Posted on 07 October 2013 by Priyanka Shrestha
Today the National Grid warned the difference between energy demand and supply is “tighter” than it has ever been.
Speaking at a press conference this morning, the power grid operator’s Market Operations Director Chris Train said the UK’s electricity margin – which is the difference between peak demand and the available supply – is predicted at just 5%.
Despite this he assured the overall supply looks “pretty healthy” and insisted the nation has enough gas and electricity supplies to get it through this winter.
He added: “There’s no room for complacency but we’re confident the market has the ability to deliver across this winter and National Grid has the right mix of physical assets and operational and commercial tools to ensure the customers receive their energy needs reliably throughout this period – reliably, efficiently and safely.”
In its 2013/14 Winter Outlook Report released today, National Grid has forecast electricity demand at 56.3GW and gas demand at 511million cubic metres per day (mcm/d) while the maximum supply forecast to the UK is 594mcm/d.
Gas storage in the UK is around 80% full and is predicted to be “near full” by early next month while the interconnector capacity available this winter stands at 3.8GW.
National Grid – which operates the gas and electricity transmission network – said there are no planned generation outages over the winter period but the available capacity is “likely to be reduced by unforeseen plant breakdowns and by fuel source availability limitations for hydro and wind generation”.
Energy regulator Ofgem however said the risk to security of supply is “increasing faster than expected” but could potentially lessen in the second half of the decade.
Speaking at the report’s launch, Head of Retail Markets Emma Kelso added gas production from the UK Continental Shelf (UKCS) is forecast to decline, with increasing import dependency in Europe, one of the main drivers being policy.
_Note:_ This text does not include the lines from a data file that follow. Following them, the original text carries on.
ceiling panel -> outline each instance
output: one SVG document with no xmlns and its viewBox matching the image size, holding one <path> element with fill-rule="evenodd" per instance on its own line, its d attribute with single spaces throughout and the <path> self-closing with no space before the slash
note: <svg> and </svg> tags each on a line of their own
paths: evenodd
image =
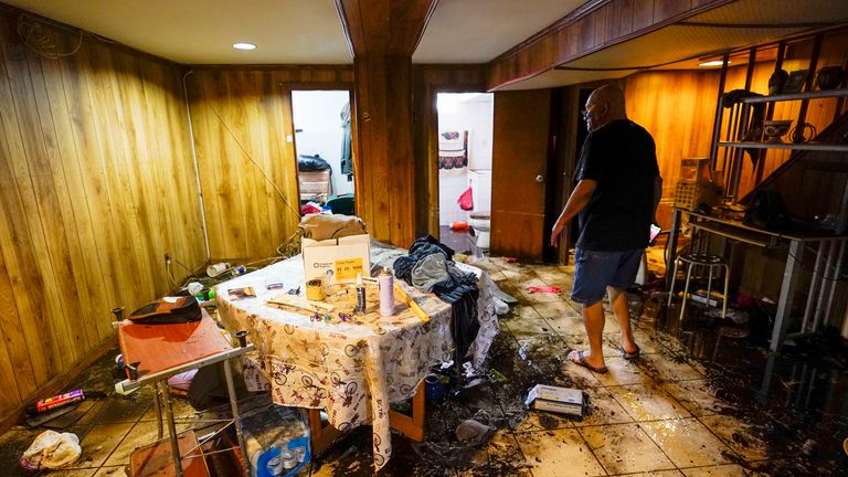
<svg viewBox="0 0 848 477">
<path fill-rule="evenodd" d="M 439 0 L 413 63 L 487 63 L 586 0 Z"/>
<path fill-rule="evenodd" d="M 352 63 L 333 0 L 2 1 L 178 63 Z"/>
</svg>

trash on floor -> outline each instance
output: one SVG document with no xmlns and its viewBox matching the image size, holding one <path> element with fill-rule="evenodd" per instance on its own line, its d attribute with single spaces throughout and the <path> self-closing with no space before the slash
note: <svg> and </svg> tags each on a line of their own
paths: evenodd
<svg viewBox="0 0 848 477">
<path fill-rule="evenodd" d="M 562 292 L 562 288 L 560 287 L 529 287 L 527 289 L 529 293 L 560 293 Z"/>
<path fill-rule="evenodd" d="M 56 417 L 63 416 L 72 411 L 76 411 L 77 405 L 66 405 L 57 410 L 46 411 L 36 415 L 26 416 L 23 422 L 30 427 L 35 428 L 42 424 L 46 424 Z"/>
<path fill-rule="evenodd" d="M 456 427 L 456 438 L 462 444 L 479 445 L 488 441 L 496 431 L 496 427 L 470 418 L 463 421 Z"/>
<path fill-rule="evenodd" d="M 24 451 L 19 463 L 22 468 L 31 471 L 56 469 L 75 463 L 82 453 L 76 434 L 44 431 Z"/>
<path fill-rule="evenodd" d="M 53 411 L 59 407 L 64 407 L 66 405 L 75 404 L 78 402 L 85 401 L 87 398 L 105 398 L 106 394 L 102 392 L 94 392 L 89 391 L 86 395 L 86 393 L 78 389 L 73 390 L 68 393 L 54 395 L 53 398 L 47 398 L 41 401 L 36 401 L 34 404 L 28 405 L 25 411 L 29 415 L 38 415 L 41 413 L 45 413 L 47 411 Z"/>
<path fill-rule="evenodd" d="M 295 407 L 256 409 L 242 416 L 242 428 L 252 476 L 293 476 L 311 460 L 309 428 Z"/>
<path fill-rule="evenodd" d="M 545 384 L 534 385 L 527 394 L 524 405 L 539 411 L 570 414 L 583 417 L 583 391 Z"/>
</svg>

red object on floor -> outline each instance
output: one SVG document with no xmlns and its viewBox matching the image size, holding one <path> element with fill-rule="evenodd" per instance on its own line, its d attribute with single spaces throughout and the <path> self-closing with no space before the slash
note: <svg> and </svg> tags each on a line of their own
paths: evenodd
<svg viewBox="0 0 848 477">
<path fill-rule="evenodd" d="M 459 195 L 459 199 L 456 200 L 456 202 L 459 204 L 459 209 L 469 211 L 474 210 L 474 198 L 471 197 L 471 188 L 468 188 L 465 192 L 463 192 L 462 195 Z"/>
<path fill-rule="evenodd" d="M 560 287 L 530 287 L 528 288 L 528 292 L 530 293 L 560 293 L 562 289 Z"/>
<path fill-rule="evenodd" d="M 309 213 L 321 213 L 321 210 L 312 204 L 304 204 L 300 206 L 300 215 L 306 215 Z"/>
</svg>

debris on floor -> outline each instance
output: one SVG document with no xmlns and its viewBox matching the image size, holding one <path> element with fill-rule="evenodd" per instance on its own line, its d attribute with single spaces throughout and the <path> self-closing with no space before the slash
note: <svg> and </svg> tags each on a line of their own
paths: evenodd
<svg viewBox="0 0 848 477">
<path fill-rule="evenodd" d="M 544 384 L 534 385 L 527 394 L 524 405 L 538 411 L 550 411 L 583 417 L 583 391 Z"/>
<path fill-rule="evenodd" d="M 19 463 L 30 471 L 57 469 L 75 463 L 82 453 L 76 434 L 44 431 L 35 437 Z"/>
</svg>

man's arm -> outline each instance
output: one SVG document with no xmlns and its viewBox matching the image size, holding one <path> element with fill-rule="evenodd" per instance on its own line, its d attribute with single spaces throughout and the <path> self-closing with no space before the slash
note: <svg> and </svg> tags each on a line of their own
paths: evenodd
<svg viewBox="0 0 848 477">
<path fill-rule="evenodd" d="M 565 230 L 565 225 L 576 215 L 583 208 L 589 204 L 592 199 L 592 192 L 595 191 L 597 186 L 596 181 L 592 179 L 582 179 L 577 182 L 577 187 L 571 192 L 569 201 L 565 203 L 565 208 L 562 209 L 560 218 L 556 219 L 556 223 L 553 224 L 551 231 L 551 246 L 560 246 L 560 235 Z"/>
</svg>

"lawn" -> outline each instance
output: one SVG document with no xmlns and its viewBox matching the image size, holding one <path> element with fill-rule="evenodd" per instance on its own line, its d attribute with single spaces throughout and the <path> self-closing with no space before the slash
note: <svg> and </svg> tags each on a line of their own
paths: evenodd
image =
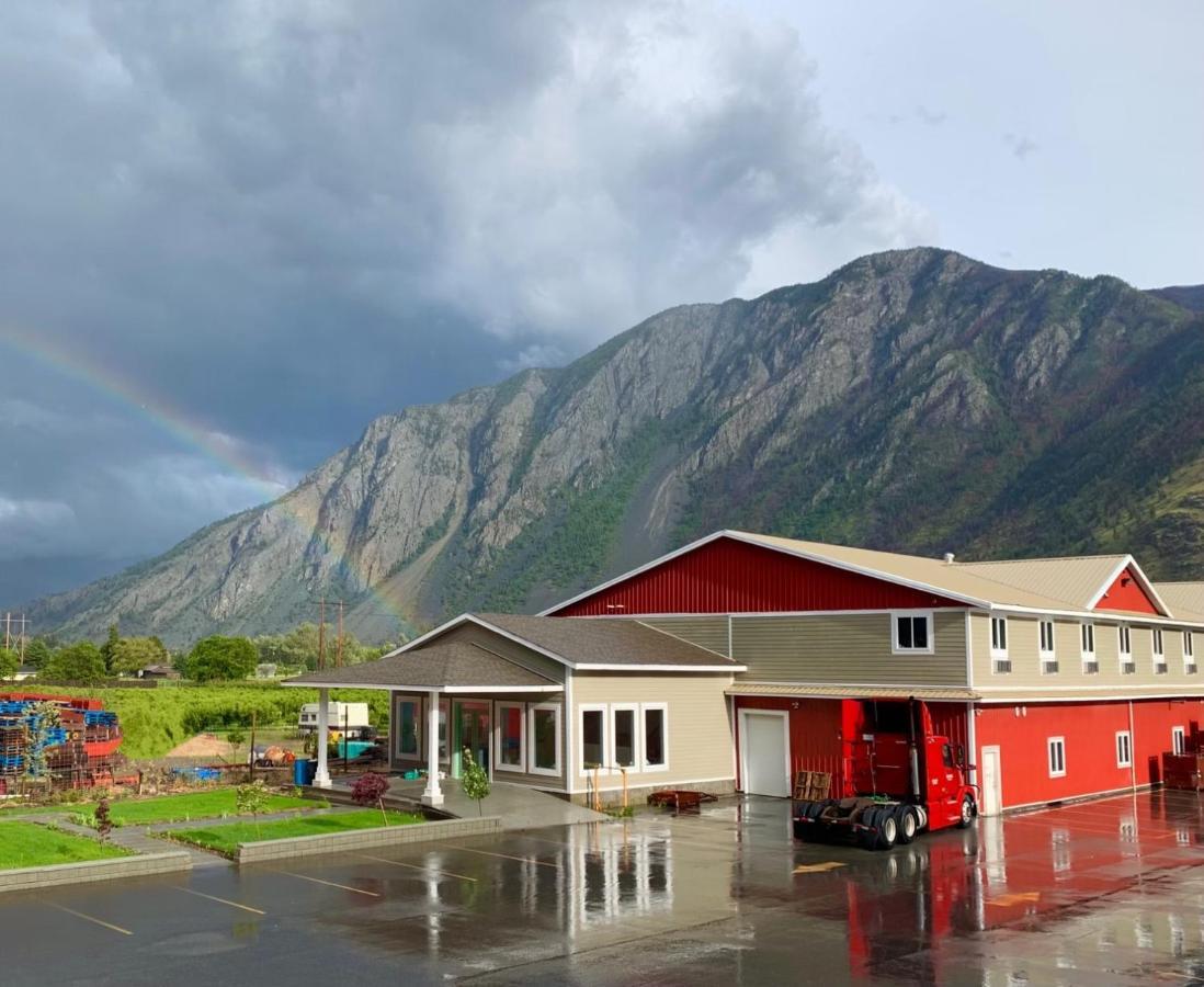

She added there is uncertainty around the future role of gas in the generation mix but noted the overall risk of supply disruption to customers “remain low”.
Earlier this year National Grid predicted next winter’s energy prices to be fairly flat except when it comes to gas while Ofgem warned the possibility of Britain facing power shortages could significantly rise towards the middle of the decade as ageing power plants retire.